The New York Mets have been hot for a little while, but there is a bit of a black cloud hanging over them in the form of manager Mickey Callaway’s decision making. Callaway raised eyebrows last night when he opted to pull Steven Matz, who had retired 14 straight batters and tossed only 79 pitches, in the bottom of the seventh inning despite letting him hit in the top of the frame. Seth Lugo, the Mets’ most dependable reliever to date, had a rare implosion and the team couldn’t recover in a game it needed to win.
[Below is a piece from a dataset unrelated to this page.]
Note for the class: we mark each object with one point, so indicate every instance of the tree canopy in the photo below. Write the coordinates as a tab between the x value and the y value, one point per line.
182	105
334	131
After the game, Callaway defended his decision making process, calling Lugo the best reliever in baseball and saying he’d make that choice 100 times out of 100. The plan going into the night appeared to be to get Lugo in there for two innings, which is fine but still left the Mets potentially needing the very shaky Edwin Diaz or Justin Wilson to finish off the game. The fact that Lugo had a bad night isn’t Callaway’s fault, but his complete rigidity to his game plan cost them a game they can’t afford to lose.
After letting Matz hit in the top of the seventh, the logical move would have been to let him stay in the game and at least start the seventh. If Matz can get the Mets through the seventh, then they could have gone to Lugo for the eighth and ninth without even needing to worry about another reliever if Lugo was on his game. The decision to bring Lugo into the game also necessitated a double switch, which removed J.D. Davis from the game after he hit the go ahead two run single in the top of the frame. With how thin the Mets’ bench is after injuries to Robinson Cano and Jeff McNeil, Callaway simply can’t take out one of his best offensive players regardless of the score since the bullpen is capable of coughing up leads nearly every night.
Those two mistakes likely cost the Mets the game, and given their position in the standings the Mets can’t afford to be giving games away too often. With the Mets unexpectedly in a race, the spotlight will be on Callaway to see how he makes decisions in pressure spots. If more of these calls blow up in the Mets’ face, Callaway could find himself out of a job after the season despite the team’s dramatic turnaround to date.